We can use pyplot commands to customize the Pandas plot and save the figure:

data.plot(x='DateTime', y='Discharge_cfs', title='Station ' + data['Station'][0])
plt.xlabel('Time')
plt.ylabel('Discharge (cfs)')
plt.show()
plt.savefig('data/discharge_' + data['Station'][0] + '.png')
![png](fig/output_40_0.png)
<matplotlib.figure.Figure at 0x10b205890>

Putting it all together

Let’s go back through the code we’ve written and put together just the commands we need to import data and make a plot of discharge.

import pandas as pd
import matplotlib.pyplot as plt
%matplotlib inline

data = pd.read_csv('data/streamgage.csv')

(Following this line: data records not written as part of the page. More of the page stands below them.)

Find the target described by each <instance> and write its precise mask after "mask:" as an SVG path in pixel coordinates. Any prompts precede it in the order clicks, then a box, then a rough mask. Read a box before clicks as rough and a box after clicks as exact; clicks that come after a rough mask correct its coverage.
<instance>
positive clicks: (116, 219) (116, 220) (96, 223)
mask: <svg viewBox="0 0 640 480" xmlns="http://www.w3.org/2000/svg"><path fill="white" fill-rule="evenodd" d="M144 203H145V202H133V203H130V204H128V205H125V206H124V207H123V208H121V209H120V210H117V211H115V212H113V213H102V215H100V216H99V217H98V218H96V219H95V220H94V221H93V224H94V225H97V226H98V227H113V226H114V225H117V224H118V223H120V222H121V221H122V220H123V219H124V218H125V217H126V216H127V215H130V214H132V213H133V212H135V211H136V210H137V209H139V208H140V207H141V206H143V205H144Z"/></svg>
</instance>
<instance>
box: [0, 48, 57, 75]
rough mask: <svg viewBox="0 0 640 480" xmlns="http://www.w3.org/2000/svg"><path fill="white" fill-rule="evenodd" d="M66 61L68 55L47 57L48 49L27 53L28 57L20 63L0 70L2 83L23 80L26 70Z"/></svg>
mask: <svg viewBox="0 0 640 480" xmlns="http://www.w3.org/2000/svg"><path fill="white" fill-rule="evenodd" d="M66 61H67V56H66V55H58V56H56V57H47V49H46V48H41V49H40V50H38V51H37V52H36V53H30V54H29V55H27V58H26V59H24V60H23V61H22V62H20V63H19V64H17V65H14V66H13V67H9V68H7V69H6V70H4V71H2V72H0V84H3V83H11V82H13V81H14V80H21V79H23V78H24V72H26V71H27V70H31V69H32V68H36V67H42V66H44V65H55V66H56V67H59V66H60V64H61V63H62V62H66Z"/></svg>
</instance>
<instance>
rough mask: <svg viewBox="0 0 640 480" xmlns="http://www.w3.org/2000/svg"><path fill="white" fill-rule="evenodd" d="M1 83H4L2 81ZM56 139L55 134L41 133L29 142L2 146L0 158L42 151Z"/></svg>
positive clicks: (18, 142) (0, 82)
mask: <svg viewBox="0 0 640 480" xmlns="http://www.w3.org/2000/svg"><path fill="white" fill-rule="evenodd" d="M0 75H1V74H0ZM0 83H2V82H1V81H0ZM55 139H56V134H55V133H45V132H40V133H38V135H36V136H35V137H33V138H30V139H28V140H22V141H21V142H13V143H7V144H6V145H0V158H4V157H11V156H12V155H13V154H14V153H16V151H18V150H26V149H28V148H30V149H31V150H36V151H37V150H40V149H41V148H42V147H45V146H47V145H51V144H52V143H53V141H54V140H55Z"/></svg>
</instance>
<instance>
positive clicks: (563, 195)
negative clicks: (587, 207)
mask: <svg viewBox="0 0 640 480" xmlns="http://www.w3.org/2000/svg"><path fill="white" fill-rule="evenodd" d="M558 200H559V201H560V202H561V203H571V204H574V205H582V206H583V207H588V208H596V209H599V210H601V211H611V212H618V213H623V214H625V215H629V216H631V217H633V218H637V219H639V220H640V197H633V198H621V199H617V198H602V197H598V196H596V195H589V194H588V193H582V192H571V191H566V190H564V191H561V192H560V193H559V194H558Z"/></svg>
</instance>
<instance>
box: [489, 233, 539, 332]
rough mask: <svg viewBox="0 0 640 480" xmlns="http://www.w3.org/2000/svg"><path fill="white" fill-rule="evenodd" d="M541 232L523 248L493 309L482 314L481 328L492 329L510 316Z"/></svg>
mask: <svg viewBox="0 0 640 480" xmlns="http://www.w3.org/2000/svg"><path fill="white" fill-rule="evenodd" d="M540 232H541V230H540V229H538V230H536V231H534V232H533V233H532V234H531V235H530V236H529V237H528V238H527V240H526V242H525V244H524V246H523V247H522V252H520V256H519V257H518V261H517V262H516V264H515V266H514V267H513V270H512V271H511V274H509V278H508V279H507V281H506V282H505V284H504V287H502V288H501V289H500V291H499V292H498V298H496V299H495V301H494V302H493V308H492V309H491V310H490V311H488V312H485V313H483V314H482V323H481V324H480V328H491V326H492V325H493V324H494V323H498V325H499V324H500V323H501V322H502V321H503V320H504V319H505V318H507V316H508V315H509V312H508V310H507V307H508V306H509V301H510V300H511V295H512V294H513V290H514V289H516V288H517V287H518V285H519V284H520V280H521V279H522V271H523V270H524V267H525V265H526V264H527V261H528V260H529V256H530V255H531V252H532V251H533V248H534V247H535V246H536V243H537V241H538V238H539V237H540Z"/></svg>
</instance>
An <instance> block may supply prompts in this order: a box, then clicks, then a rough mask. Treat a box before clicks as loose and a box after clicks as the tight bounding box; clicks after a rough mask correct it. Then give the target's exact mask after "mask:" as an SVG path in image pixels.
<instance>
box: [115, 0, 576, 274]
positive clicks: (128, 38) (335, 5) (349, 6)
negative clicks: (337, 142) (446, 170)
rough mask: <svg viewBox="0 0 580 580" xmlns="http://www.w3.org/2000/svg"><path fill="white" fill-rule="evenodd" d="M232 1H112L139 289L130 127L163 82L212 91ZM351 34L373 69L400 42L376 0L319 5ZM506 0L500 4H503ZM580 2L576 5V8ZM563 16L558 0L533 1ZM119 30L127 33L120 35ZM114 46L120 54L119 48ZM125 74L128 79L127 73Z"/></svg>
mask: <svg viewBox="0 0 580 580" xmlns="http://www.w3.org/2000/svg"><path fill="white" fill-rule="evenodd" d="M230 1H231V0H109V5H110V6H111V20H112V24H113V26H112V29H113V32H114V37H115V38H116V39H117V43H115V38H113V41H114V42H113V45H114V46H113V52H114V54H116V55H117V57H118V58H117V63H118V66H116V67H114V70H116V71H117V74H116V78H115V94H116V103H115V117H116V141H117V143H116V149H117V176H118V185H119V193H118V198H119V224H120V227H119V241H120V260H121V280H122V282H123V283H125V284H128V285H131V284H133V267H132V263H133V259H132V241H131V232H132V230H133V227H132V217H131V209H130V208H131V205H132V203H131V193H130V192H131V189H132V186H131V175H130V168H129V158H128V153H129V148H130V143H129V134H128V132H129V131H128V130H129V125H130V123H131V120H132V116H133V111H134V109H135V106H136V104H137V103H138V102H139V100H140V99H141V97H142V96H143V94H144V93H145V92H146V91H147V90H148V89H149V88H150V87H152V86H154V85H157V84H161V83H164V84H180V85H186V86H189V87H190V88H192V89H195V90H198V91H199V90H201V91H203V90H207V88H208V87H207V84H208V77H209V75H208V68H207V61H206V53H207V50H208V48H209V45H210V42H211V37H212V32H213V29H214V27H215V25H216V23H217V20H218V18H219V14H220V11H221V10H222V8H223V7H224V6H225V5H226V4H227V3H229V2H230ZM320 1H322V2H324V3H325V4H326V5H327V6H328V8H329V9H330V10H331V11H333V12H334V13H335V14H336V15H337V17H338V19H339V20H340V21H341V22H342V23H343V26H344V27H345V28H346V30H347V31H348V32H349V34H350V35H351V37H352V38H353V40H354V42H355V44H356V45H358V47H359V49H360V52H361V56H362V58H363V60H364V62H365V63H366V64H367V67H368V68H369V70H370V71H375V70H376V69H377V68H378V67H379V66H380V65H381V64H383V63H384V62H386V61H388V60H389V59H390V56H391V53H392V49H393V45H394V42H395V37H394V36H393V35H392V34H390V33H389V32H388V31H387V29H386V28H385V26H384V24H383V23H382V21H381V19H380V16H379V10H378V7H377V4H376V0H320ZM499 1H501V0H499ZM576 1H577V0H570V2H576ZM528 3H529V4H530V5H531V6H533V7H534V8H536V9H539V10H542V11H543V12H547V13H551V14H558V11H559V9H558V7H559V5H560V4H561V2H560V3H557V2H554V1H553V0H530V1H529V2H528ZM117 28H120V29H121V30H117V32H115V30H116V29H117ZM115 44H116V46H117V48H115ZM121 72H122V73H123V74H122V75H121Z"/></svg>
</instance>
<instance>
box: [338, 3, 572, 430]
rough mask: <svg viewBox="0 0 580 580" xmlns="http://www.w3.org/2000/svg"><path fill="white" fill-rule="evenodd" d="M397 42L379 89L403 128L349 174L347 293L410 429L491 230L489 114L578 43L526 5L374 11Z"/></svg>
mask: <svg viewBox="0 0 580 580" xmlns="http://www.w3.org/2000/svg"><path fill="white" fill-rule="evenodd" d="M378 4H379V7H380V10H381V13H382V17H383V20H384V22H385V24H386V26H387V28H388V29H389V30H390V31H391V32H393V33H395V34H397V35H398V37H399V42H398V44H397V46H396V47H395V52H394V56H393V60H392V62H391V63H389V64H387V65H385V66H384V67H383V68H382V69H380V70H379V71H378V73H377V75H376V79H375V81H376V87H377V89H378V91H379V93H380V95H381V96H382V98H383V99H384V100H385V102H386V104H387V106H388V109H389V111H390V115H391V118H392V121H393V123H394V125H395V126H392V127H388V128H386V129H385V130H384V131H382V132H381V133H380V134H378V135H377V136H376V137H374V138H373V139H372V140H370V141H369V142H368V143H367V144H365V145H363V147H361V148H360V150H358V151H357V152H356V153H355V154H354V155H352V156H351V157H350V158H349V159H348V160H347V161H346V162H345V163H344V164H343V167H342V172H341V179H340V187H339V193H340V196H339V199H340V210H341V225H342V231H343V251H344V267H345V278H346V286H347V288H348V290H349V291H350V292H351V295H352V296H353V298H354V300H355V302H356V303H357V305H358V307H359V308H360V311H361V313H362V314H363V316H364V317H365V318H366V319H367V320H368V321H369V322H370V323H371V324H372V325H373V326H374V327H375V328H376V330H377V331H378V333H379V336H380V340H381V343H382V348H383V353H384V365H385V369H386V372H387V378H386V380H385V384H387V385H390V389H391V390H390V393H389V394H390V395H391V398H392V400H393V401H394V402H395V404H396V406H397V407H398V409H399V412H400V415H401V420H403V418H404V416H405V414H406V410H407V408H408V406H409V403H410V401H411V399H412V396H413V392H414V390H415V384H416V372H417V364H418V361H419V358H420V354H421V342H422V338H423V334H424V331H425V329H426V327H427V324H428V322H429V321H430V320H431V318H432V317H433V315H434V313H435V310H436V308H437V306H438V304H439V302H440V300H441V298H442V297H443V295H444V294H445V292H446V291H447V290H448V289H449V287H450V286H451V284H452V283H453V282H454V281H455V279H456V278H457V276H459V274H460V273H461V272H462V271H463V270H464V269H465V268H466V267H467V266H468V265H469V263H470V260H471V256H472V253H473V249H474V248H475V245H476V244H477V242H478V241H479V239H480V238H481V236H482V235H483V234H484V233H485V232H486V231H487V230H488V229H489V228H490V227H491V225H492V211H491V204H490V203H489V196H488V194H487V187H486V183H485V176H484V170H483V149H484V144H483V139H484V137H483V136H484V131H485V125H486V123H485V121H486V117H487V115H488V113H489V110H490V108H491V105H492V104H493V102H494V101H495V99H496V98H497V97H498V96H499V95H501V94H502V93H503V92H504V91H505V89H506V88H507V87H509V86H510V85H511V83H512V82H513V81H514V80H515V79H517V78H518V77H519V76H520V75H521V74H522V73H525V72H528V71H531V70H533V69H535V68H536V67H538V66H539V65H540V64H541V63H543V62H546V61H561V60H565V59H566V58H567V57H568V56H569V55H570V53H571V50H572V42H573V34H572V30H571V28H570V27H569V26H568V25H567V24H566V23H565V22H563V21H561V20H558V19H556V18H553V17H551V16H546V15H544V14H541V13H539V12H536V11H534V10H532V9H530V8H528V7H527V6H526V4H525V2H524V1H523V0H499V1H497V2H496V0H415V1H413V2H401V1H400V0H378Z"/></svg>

new_column_names = ['Agency', 'Station', 'OldDateTime', 'Timezone', 'Discharge_cfs', 'Discharge_stat', 'Stage_ft', 'Stage_stat']
data.columns = new_column_names

data['DateTime'] = pd.to_datetime(data['OldDateTime'])

new_station_name = "0" + str(data['Station'].unique()[0])
data['Station'] = new_station_name

data.plot(x='DateTime', y='Discharge_cfs', title='Station ' + new_station_name)
plt.xlabel('Time')
plt.ylabel('Discharge (cfs)')
plt.savefig('data/discharge_' + new_station_name + '.png')
plt.show()
![png](fig/output_42_0.png)